But a man named James Duffy, a sternly intellectual and
somberly ascetic bachelor whom Joyce based in some measure on
his brother Stanislaus, does take an interest in Mrs. Sinico.
He meets her and her daughter at a music concert and, after a
couple of other chance meetings, finds the courage to ask her
out. They have many quiet evening walks, but he dislikes
subterfuge, so he begins coming to her house, where her
husband assumes he is courting the daughter. The relationship
is charged with erotic interest and the two become quite
intimate, but Duffy remains caught up in the idea of himself:
"He thought that in her eyes he would ascend to an angelical
stature; and, as he attached the fervent nature of his
companion more and more closely to him, he heard the strange
impersonal voice which he recognised as his own, insisting on
the soul’s incurable loneliness. We cannot give ourselves, it
said: we are our own." When Mrs. Sinico passionately seizes
his hand one night and presses it to her cheek, he decides to
break off the relationship.
Four years later, Mr. Duffy is having supper in a Dublin
restaurant when he notices a story in an evening newspaper
about "an inquest on the body of Mrs Emily Sinico, aged
forty-three years, who was killed at Sydney Parade Station
yesterday evening." Sydney Parade Avenue, and the railway
station on it, now part of DART, are in Merrion, just south of
Sandymount. A slow-moving train struck Mrs. Sinico there as
she crossed the tracks one night. At the inquest, her husband
and daughter have testified that she began drinking
immoderately about two years earlier and often went out at
night "to buy spirits." The coroner's judgment, repeated in
the subtitle of the newspaper article, is that this is "a
painful case," with no blame attaching to the driver of the
train.
The story's title applies equally well, however, to Mr.

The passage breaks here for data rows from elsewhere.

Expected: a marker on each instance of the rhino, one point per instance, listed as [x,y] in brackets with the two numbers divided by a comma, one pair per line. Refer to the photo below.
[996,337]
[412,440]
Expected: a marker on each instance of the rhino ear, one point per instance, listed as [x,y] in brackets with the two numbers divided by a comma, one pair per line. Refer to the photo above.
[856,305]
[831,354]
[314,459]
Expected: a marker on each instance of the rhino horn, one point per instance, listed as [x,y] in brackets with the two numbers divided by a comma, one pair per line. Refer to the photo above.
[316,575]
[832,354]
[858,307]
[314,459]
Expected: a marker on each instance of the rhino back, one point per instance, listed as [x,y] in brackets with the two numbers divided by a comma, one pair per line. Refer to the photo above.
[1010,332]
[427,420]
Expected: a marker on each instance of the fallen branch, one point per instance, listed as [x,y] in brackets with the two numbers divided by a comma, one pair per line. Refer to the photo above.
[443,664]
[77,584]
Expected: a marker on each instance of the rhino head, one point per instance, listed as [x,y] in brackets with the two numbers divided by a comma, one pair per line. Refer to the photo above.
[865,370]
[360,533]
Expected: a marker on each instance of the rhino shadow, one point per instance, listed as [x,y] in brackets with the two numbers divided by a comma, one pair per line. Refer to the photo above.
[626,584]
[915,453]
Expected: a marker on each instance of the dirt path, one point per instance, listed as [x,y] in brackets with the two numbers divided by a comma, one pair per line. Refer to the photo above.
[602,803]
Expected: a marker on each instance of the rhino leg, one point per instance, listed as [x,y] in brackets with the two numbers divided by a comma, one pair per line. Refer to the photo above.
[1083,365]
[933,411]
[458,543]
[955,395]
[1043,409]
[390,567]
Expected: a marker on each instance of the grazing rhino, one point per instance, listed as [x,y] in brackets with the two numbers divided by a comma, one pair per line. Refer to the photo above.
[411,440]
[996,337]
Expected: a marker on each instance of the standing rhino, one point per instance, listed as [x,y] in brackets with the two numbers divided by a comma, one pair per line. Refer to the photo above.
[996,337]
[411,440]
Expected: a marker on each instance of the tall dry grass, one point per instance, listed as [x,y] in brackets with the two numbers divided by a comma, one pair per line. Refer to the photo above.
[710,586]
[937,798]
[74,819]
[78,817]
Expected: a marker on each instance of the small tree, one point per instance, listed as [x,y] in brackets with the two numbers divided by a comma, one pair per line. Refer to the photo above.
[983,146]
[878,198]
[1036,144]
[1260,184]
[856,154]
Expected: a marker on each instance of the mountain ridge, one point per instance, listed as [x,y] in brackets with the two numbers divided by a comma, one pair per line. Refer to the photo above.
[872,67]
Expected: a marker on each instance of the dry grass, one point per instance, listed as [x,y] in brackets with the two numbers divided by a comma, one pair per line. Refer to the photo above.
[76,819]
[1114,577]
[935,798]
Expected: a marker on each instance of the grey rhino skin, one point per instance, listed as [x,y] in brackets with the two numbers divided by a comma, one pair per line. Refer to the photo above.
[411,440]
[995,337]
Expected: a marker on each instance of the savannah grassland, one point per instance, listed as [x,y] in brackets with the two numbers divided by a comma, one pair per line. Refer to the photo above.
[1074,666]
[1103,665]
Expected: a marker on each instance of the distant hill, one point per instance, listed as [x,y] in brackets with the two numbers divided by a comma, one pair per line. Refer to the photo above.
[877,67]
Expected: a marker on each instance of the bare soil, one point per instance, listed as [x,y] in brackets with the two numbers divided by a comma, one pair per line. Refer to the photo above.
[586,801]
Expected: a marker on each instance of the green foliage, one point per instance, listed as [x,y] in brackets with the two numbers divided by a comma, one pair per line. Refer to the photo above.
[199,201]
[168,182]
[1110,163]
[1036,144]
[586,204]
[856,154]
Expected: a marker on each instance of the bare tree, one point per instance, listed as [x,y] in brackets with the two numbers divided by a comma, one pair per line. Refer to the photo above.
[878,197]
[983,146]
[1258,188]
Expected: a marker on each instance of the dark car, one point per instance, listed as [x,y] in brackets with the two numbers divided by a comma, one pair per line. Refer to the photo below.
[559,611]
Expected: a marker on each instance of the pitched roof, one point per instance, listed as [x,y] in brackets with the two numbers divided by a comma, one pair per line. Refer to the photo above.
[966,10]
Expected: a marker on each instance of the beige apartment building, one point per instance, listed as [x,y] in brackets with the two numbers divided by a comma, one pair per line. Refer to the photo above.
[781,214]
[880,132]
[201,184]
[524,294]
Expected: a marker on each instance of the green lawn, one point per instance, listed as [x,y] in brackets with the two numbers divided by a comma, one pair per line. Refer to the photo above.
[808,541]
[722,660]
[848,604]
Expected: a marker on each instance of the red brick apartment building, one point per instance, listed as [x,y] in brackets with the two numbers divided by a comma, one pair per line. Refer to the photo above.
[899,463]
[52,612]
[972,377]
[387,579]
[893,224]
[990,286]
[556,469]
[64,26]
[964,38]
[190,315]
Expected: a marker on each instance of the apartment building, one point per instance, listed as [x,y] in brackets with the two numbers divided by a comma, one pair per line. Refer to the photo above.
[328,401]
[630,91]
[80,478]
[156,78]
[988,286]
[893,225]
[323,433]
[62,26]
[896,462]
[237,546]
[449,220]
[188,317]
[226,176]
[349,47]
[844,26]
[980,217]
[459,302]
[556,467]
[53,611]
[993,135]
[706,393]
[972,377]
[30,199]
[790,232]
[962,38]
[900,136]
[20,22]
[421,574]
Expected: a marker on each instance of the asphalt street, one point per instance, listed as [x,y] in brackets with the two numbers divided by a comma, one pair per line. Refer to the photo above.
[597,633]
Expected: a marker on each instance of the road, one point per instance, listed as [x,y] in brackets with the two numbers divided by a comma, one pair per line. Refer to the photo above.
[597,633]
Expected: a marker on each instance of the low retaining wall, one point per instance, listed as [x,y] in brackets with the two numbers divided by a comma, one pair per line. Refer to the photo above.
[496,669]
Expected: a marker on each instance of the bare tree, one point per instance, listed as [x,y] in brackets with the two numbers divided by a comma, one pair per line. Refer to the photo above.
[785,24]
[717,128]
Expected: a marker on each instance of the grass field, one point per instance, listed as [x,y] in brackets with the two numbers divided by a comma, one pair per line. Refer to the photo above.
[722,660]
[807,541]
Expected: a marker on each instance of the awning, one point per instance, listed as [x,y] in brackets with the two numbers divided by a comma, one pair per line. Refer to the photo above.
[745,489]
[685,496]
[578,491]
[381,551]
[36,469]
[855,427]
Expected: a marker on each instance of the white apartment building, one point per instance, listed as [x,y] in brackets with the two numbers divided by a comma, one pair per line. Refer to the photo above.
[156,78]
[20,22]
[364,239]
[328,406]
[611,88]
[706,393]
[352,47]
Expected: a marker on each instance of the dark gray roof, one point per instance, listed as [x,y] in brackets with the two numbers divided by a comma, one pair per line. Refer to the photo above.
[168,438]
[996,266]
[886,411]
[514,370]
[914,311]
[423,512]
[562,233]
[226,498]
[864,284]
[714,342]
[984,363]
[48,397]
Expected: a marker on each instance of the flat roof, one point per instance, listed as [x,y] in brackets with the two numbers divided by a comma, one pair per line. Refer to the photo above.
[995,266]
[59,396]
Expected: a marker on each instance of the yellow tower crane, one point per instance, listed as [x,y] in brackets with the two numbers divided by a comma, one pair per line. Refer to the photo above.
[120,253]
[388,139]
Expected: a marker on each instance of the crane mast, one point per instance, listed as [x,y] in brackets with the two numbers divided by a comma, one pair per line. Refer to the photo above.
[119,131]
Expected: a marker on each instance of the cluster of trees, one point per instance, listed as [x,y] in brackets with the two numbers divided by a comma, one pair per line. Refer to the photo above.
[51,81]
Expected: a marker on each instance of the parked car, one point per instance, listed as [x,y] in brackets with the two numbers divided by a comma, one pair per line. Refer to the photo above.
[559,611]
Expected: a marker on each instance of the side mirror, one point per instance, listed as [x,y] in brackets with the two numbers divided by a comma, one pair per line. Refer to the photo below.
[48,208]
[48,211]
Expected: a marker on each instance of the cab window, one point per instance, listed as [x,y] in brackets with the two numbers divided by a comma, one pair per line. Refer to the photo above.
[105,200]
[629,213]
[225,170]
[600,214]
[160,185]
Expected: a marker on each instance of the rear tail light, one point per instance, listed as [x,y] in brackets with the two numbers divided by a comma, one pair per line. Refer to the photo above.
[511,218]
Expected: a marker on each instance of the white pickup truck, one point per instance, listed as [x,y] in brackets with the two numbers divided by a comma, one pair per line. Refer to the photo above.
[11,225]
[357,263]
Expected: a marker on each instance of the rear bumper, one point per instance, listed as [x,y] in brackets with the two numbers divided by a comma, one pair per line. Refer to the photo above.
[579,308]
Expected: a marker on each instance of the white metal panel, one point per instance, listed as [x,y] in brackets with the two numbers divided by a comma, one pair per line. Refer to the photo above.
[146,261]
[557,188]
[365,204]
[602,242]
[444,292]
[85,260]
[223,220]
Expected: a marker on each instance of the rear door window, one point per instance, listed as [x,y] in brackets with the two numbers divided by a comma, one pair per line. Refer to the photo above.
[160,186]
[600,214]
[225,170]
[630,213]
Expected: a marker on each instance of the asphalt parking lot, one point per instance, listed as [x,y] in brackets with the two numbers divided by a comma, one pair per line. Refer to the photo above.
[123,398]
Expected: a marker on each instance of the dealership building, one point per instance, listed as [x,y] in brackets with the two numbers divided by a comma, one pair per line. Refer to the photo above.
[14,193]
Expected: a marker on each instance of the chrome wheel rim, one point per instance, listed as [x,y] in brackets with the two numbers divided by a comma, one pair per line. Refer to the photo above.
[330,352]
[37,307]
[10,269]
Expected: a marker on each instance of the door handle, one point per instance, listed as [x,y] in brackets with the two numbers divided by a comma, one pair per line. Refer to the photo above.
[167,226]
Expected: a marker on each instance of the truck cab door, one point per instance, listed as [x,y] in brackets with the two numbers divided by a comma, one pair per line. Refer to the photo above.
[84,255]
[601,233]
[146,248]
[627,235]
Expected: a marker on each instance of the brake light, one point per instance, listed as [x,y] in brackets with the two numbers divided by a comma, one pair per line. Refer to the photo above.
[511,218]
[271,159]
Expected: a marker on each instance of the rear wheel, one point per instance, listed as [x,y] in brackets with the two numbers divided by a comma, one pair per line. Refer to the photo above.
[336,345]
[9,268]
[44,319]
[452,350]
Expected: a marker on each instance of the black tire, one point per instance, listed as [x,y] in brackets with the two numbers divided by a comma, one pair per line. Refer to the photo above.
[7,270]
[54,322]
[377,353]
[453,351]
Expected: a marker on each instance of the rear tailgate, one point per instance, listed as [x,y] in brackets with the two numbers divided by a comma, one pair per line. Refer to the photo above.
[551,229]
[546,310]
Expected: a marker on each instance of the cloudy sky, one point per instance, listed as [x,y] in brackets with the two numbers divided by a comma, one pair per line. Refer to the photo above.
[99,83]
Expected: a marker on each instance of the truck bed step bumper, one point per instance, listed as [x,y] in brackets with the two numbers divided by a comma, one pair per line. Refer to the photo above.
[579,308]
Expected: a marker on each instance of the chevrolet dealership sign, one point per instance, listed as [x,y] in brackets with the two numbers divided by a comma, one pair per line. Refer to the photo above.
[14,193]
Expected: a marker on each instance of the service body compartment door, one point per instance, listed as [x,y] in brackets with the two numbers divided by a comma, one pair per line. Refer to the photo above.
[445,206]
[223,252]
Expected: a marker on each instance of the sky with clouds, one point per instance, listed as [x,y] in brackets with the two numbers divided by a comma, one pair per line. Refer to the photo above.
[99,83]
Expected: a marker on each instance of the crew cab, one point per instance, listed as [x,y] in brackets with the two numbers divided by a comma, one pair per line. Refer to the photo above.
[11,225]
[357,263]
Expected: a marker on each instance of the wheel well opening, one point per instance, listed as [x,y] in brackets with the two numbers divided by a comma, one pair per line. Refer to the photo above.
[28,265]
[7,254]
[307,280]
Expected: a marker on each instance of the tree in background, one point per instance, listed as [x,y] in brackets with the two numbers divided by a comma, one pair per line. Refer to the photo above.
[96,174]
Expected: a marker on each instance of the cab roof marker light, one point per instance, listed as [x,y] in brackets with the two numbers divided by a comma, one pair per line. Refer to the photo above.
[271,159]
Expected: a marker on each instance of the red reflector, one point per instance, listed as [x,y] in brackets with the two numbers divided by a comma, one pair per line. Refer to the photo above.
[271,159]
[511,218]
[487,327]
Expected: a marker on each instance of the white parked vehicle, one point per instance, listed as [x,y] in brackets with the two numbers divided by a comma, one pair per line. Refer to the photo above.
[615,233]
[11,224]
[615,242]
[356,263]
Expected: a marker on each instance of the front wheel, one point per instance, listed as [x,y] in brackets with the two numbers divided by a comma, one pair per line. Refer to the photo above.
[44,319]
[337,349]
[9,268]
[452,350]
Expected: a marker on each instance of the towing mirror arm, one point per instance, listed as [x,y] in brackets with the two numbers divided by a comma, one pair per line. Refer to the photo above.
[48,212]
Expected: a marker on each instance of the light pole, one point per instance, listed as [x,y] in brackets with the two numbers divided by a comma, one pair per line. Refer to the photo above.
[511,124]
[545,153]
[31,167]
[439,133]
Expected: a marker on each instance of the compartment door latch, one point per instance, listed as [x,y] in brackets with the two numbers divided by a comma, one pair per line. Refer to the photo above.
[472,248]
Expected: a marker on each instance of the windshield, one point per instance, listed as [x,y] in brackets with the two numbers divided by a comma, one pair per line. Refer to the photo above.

Duffy. His first reaction to the sad news is censorious
disgust: "What an end! The whole narrative of her death
revolted him and it revolted him to think that he had ever
spoken to her of what he held sacred.... Not merely had she
degraded herself; she had degraded him. He saw the squalid
tract of her vice, miserable and malodorous. His soul's
companion! He thought of the hobbling wretches whom he had
seen carrying cans and bottles to be filled by the barman.
Just God, what an end! Evidently she had been unfit to live,
without any strength of purpose, an easy prey to habits, one
of the wrecks on which civilisation has been reared.... He
remembered her outburst of that night and interpreted it in a
harsher sense than he had ever done. He had no difficulty now
in approving of the course he had taken."
Duffy's moral blindness makes for tough reading, but as the
evening goes on he becomes a painful case in a still stronger
sense. He feels her hand touch his, feels her voice touch his
ear. He wonders what he could possibly have done with a
married woman: "He could not have carried on a comedy of
deception with her; he could not have lived with her openly."
He thinks of how lonely she must have been, and realizes that
his own life is no less impoverished. He reproaches himself:
"Why had he withheld life from her? Why had he sentenced her
to death? He felt his moral nature falling to pieces." Seeing
some lovers in the grass, "Those venal and furtive loves
filled him with despair. He gnawed the rectitude of his life;
he felt that he had been outcast from life's feast. One human
being had seemed to love him and he had denied her life and
happiness: he had sentenced her to ignominy, a death of
shame." At the end of the story he feels profoundly "alone."
One other person at Paddy Dignam's funeral may be echoing Bloom in thinking about the unhappy woman. In Cyclops, one of the mocking narrative voices observes that "The man in the brown macintosh loves a lady who is dead." Joyce's critics will probably never definitively establish the identity of this enigmatic figure, but for many readers his ghostly passage through the pages of Ulysses continues the painful story of James Duffy, a man whose face was "of the brown tint of Dublin streets," and who was last seen haunted by the memory of the love he turned away.